Futurist Roy Amara observed that we “tend to overestimate the effect of a technology in the short run and underestimate the effect in the long run.” Amara’s Law helps explain why energy shocks have immediate, visible consequences while their deeper strategic effects unfold slowly and persistently.
An American strike on Iran, for example, would cause obvious short‑term harms: disrupted oil, petrochemical and fertilizer supply chains, rising prices and tragic loss of life. But longer‑term consequences — a strengthened or emboldened Tehran, damaged regional relationships, and entrenched anti‑Western sentiment — are harder to measure and may endure. Like the first atomic blast, lessons about using chokepoints and energy leverage as political weapons cannot be unlearned.
Those dynamics matter to energy‑hungry, resource‑poor Asian economies. The prospect that vital arteries such as the Strait of Hormuz could be constricted suddenly makes many Asian states reluctant to rely solely on military escorts or costly strategic stockpiles. They need practical, market‑based alternatives that reduce exposure to Middle Eastern instability.
Canada can be one of those alternatives. Alberta holds the world’s third‑largest proven oil reserves, after Saudi Arabia and Venezuela, and currently produces roughly four million barrels per day — in principle enough to cover a country like Japan’s oil needs. The province is also a major natural gas producer and has abundant, low‑cost electricity useful for liquefaction and export infrastructure. The constraint is market access.

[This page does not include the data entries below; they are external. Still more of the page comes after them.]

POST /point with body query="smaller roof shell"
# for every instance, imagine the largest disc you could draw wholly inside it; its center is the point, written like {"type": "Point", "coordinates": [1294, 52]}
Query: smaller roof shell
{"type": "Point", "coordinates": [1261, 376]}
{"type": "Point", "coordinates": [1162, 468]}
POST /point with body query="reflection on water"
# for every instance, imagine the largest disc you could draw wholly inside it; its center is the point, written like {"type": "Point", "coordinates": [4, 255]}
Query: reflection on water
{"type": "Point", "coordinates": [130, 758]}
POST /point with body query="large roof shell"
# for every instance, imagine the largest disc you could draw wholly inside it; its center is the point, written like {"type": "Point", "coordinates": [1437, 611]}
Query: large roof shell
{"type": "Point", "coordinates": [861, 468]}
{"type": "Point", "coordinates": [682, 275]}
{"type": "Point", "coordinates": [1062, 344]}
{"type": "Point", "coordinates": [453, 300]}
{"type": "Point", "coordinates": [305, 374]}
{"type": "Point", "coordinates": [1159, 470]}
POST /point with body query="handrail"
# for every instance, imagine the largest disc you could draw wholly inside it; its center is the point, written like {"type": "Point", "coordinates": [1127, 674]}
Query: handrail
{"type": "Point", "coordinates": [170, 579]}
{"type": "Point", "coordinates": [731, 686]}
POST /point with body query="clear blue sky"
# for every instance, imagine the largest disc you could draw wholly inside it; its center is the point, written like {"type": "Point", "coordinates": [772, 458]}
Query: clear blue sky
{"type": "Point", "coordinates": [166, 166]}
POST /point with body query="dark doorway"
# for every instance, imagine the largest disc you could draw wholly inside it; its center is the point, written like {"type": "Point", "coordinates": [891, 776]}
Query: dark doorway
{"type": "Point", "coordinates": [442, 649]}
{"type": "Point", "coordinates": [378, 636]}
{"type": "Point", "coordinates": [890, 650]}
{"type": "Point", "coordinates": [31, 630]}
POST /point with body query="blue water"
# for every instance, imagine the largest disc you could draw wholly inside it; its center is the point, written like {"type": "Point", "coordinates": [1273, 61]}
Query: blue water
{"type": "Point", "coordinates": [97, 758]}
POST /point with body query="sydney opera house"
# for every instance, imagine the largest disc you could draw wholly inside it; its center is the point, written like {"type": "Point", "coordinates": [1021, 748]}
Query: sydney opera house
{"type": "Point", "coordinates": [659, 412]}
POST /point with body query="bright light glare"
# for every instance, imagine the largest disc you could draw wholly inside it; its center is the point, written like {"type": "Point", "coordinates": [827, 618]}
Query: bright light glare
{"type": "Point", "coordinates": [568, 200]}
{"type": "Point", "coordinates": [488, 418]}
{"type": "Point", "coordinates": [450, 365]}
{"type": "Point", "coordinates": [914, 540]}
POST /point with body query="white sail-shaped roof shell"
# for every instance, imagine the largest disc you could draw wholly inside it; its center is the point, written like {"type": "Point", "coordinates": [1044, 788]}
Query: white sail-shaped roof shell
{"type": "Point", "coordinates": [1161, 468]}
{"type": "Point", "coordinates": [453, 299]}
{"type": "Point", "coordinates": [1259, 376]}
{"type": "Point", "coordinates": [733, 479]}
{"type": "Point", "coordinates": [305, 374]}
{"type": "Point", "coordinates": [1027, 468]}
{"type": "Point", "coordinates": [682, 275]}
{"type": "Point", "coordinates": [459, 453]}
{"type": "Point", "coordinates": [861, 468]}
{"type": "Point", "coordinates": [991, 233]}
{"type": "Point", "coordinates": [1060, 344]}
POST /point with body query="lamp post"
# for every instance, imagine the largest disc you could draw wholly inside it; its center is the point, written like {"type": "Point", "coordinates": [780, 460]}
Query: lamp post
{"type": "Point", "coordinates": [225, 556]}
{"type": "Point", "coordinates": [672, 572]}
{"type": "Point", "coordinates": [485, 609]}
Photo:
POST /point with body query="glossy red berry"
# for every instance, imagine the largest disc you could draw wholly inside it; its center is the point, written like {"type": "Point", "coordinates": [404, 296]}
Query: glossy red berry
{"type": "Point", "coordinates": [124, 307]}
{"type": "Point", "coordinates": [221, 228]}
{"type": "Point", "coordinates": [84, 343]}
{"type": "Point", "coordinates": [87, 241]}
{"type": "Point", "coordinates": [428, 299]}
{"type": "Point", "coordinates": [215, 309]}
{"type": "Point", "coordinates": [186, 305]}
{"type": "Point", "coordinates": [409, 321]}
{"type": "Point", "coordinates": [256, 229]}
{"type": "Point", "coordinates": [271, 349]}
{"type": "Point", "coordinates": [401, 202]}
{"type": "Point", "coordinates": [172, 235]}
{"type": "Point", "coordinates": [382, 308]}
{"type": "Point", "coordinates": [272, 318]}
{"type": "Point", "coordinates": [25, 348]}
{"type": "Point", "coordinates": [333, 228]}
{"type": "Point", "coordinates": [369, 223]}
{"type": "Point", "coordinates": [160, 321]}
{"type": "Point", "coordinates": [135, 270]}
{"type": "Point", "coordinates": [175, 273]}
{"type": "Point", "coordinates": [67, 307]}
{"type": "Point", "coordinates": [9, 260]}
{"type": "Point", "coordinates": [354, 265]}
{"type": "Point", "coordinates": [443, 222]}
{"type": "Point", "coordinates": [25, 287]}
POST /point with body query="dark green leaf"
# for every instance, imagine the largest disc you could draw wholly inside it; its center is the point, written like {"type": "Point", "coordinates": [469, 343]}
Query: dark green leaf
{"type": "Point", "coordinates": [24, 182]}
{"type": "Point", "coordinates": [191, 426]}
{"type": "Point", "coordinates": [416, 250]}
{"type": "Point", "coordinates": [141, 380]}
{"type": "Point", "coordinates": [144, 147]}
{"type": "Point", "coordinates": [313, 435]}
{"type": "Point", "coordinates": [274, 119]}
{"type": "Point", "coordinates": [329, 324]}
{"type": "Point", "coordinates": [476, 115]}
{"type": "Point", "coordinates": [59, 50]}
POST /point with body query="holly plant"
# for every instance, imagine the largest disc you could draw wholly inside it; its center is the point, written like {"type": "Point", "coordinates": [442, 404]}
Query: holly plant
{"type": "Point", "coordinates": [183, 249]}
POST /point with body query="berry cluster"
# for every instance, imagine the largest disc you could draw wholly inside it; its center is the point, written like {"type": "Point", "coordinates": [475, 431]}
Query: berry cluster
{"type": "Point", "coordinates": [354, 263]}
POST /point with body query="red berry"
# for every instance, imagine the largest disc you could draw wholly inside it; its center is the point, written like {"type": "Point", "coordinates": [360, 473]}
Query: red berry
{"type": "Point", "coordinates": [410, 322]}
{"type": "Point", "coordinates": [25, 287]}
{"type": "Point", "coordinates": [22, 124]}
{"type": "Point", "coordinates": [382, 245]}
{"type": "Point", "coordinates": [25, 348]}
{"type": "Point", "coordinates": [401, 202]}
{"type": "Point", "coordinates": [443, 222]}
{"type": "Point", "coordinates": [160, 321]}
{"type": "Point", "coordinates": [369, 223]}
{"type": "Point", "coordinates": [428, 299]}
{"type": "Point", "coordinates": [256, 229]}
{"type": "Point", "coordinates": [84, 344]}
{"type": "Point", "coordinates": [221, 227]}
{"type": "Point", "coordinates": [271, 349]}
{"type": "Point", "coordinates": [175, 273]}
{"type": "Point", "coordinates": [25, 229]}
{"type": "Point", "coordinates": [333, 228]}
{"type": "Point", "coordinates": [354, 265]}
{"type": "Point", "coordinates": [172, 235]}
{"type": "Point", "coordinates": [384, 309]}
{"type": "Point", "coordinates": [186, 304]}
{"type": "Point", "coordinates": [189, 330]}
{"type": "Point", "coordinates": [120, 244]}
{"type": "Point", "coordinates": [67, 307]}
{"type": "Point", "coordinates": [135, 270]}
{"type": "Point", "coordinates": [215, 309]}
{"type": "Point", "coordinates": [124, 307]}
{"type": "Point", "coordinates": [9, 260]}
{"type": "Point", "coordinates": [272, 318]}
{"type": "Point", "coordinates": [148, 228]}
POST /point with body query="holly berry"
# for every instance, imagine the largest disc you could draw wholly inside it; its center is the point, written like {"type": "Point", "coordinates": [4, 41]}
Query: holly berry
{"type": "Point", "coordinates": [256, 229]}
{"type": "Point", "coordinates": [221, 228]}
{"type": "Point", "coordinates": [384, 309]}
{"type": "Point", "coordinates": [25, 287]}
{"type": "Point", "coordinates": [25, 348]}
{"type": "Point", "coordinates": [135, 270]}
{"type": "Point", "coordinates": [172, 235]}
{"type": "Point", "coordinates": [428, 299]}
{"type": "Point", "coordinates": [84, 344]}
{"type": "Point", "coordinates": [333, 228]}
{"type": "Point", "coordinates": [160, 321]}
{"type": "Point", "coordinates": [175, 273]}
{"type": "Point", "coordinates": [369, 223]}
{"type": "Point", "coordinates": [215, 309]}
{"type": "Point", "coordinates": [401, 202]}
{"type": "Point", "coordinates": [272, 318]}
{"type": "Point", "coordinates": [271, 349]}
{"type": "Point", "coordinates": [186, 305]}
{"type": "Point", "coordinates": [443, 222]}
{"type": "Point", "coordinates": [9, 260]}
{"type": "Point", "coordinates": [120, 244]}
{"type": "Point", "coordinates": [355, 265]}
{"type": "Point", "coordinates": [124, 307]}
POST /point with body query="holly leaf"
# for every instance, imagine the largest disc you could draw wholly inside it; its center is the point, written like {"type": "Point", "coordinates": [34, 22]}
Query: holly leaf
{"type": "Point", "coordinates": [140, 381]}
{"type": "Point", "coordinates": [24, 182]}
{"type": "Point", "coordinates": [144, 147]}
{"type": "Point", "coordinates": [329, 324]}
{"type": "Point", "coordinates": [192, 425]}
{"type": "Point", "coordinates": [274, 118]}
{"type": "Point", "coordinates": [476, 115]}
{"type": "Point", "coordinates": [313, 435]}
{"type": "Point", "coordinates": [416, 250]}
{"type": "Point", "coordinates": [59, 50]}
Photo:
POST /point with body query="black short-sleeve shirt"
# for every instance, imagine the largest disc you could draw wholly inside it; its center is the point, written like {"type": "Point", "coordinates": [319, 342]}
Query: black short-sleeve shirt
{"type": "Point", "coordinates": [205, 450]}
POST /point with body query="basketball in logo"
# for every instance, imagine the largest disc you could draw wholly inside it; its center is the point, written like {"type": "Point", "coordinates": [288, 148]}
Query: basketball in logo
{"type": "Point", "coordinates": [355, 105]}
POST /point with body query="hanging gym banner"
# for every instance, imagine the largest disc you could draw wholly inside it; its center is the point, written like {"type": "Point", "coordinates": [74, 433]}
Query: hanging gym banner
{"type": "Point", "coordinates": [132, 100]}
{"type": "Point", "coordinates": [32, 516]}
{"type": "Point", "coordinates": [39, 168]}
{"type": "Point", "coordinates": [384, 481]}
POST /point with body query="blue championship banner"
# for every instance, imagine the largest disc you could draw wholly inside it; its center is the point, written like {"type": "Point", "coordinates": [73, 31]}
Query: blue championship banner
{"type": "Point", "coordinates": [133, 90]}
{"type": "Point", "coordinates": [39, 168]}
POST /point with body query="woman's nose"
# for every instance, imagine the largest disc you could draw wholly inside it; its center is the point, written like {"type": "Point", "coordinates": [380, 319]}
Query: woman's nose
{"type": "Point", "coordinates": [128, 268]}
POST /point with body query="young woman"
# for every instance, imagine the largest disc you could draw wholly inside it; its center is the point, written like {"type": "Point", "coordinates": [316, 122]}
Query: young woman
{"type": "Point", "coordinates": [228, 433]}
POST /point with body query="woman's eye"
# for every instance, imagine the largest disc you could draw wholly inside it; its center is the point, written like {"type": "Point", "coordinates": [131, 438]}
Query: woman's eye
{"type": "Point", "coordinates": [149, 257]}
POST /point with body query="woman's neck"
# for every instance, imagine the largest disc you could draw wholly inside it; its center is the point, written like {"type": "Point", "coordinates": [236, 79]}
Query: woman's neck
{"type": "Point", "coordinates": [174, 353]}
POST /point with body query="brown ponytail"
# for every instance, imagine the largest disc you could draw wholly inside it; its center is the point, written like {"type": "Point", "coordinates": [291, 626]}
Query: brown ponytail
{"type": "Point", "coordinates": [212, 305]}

Nearly 90% of Alberta’s oil exports flow to the United States, mainly to Midwest refineries. With few buyers beyond the U.S., Canada effectively sells into a monopsony and accepts a persistent price discount, commonly ranging from about 17% to 37%. That dynamic has been reinforced by federal policies that have limited resource development in pursuit of climate goals, and by a long belief in a stable U.S.‑Canada energy relationship.
That picture is shifting. Recent leadership and policy changes, along with economic and political incentives to diversify trade away from an increasingly unilateral U.S. partner, have increased the urgency of westward market access. Better access to Pacific tidewater would allow higher production, attract foreign investment in pipelines and upstream projects, increase royalties and help narrow the southbound price discount.
The Trans Mountain Pipeline is Canada’s main Pacific gateway; after its 2024 expansion it can carry just under one million barrels per day, up from roughly 350,000, and cost about US$30 billion. Plans for additional capacity are being discussed, but substantially more export capability will be needed to shift global supply chains.
A meaningful expansion of West Coast export capacity could offer Asia a stable, politically predictable source of oil insulated from Middle Eastern shocks. Most Canadian oil would still flow to the U.S., but diversifying markets through Pacific gateways would strengthen both Canadian revenues and Asian energy security.
The rockets over the Persian Gulf will eventually stop and tankers will return to the Strait. Amara’s insight, however, cautions that the strategic consequences of this moment will play out slowly. The conditions for a durable shift toward Canada’s Pacific energy gateways may be more favorable now than at any recent time.
Charlie Grahn is a supply chain veteran and business instructor at Langara College in Vancouver, Canada.